And these things can happen at that interface in your DevOps toolchain between having source code and that source code becoming an executable. That compilation or that build step can be hijacked in funny ways. And one of the examples we see attackers using called typosquatting, and that's taking advantage of a human error, where as a developer or a DevOps, a person in that role, you might accidentally misspell the name of some dependency, like PostgreSQL. Maybe I replace or switch the Q and the L and just spelling it out in my dependencies, and an attacker might actually publish a misspelled version of that dependency, such that when I go to build, the misspelled version is brought in from the attacker rather than what was intended.

There's a number of other types of attacks that all kind of fall into a similar category. And finally, there's this notion of credentials. This is where oftentimes during a development phase or a testing phase, a container image or the surrounding metadata might contain internal organizational credentials in order to do some testing or some internal work. Might be hard-coded in the code or in configuration files. Sometimes they can accidentally be left inside of a container image, which then an attacker will watch to see all of the public stuff that's being published by an organization.

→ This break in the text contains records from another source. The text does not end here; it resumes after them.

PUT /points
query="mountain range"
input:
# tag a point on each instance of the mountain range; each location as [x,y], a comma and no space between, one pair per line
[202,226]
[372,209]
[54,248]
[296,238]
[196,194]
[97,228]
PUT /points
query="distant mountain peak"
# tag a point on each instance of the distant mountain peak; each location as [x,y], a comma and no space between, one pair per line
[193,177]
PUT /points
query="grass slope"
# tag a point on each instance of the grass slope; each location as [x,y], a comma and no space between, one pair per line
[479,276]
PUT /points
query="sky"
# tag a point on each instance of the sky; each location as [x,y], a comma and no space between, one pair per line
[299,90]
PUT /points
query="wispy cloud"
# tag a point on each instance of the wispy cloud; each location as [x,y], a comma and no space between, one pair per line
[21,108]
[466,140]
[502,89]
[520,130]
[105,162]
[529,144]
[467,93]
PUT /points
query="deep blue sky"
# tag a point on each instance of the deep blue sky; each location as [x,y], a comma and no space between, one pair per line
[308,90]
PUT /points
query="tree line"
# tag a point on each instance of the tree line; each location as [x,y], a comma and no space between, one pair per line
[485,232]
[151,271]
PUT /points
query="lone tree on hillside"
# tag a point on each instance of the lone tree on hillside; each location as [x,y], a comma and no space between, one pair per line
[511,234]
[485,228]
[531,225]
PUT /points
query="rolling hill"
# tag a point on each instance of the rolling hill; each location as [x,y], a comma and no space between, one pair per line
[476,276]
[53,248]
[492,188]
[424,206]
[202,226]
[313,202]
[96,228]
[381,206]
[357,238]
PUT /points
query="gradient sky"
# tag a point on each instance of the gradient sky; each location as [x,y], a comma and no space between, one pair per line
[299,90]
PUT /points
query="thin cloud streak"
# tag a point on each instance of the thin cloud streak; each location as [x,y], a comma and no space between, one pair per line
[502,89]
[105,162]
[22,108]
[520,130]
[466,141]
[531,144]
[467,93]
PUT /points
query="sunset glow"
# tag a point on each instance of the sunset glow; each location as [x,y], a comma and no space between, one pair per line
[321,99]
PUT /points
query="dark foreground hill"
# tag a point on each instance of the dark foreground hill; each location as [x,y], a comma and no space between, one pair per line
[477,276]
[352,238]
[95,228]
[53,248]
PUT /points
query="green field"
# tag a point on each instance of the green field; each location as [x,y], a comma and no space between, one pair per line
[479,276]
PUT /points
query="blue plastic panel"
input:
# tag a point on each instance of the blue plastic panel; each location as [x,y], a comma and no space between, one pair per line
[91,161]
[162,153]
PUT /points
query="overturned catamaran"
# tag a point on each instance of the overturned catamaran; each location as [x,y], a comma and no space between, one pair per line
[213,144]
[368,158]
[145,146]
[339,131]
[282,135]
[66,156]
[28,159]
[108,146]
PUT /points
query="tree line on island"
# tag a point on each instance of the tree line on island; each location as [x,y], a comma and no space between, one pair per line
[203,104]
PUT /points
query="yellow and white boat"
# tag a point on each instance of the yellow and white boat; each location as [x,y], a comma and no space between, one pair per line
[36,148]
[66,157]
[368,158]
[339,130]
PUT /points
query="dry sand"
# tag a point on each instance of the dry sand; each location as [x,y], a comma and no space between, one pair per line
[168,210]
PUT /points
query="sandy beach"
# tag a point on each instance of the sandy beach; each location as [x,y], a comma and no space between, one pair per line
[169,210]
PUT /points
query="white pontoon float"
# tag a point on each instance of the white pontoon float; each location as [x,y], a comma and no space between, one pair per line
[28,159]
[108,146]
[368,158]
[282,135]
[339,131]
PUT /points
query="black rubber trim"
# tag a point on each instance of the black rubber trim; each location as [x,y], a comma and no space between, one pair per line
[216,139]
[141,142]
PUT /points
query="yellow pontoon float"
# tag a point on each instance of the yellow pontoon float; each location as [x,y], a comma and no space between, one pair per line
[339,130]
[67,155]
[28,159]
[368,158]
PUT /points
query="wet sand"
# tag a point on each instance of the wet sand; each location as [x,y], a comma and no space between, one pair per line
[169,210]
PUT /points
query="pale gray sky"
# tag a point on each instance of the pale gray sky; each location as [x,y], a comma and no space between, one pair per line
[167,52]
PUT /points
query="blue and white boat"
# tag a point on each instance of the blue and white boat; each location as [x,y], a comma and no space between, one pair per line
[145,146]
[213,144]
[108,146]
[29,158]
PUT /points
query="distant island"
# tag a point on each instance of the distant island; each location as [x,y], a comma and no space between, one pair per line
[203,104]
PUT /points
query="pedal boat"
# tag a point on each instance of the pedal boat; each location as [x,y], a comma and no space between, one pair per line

They're constantly looking to see if credentials are left in these artifacts, and if they are, they can take those credentials and then perform some other type of attack, and maybe in one of these other categories using those credentials. So I think with that, we're going to switch over to Paul, who's going to give us a demonstration and some practical advice about how to protect ourselves as an organization that's building software from some of these types of attacks.

Paul Novarese

Okay. Thanks, Dan.

Right. Now that we've seen the kind of conceptual ideas behind these types of attacks, we'll try to turn it into some practical measures that we can take to not only detect these types of attacks, but prevent them in some cases. Right. So we'll start right here. Keep this in mind. I'll refer back to this slide, these different categories of attacks. Before we go too far, though, I want to start by showing how Anchore Enterprise actually does scan these container images and keep track of the components inside. So we'll talk a lot about the software bill of materials.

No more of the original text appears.